Last Sunday, Mothers’ Day, our houseguest, who is a German psychoanalyst, my wife, and I attended a matinee performance of “Freud’s Last Session,” an imaginary conversation in 1939 between C. S. Lewis and Sigmund Freud in the latter’s study.  Before the play began, a young woman announced that in honor of Mothers’ Day, all mothers in the audience would be invited one by one to mount the stage and have their picture taken on Freud’s analytic couch, with the actor who played Freud.  The photos would be sent to the mothers by e-mail.  I looked at my wife.  “She’ll never do that,” I thought to myself.

She was among the first to line up for a photo.   She is not,  thank whatever gods may be, like me.  Not only is she not like me, she was not like the other mothers, all of whom lay down on the couch, with the actor playing Freud sitting in Freud’s chair. Instead, my wife sat in his chair and asked him to lie on the  couch, which he smiling did.  “I’m tired,” he said.  So in the photo she seems to be analyzing Freud.
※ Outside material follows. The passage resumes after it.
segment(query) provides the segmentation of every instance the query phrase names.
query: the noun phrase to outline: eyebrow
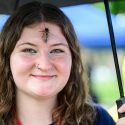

Why did I think she wouldn’t want to be photographed on stage?  Because I wouldn’t.  I recalled an incident when I was nine or ten years old.  The group of boys of which I was a member – I think it was a cub scout troop – was taken to the Boston Garden to watch a performance (a rodeo?) in which Gene Autry was the star.    Our counselor had arranged for us to meet the great man, who appeared in cowboy boots and chaps, ready to autograph our programs and shake our hands.  Shake our hands?  I was far too shy to shake his hand.  Instead, I kept to the back of the line and never did meet him.  I don’t remember a thing about the performance.  I only remember being too shy to shake Gene Autry’s hand.

Had it been Fathers' Day, I told my wife later, I wouldn’t have accepted an invitation to be photographed with the actor who played Freud.  “What if the actors were women?” asked my wife.  ‘‘Would you have accepted an invitation to be photographed with them?”  I told her I wasn’t sure.

In my last post, I recounted my conversation with our psychoanalyst friend about my surprise at being old.  The reason, he said, is that our emotions don’t change, don’t grow older.  So there I was, an 80-year-old man at “Freud’s Last Session," still ten years old.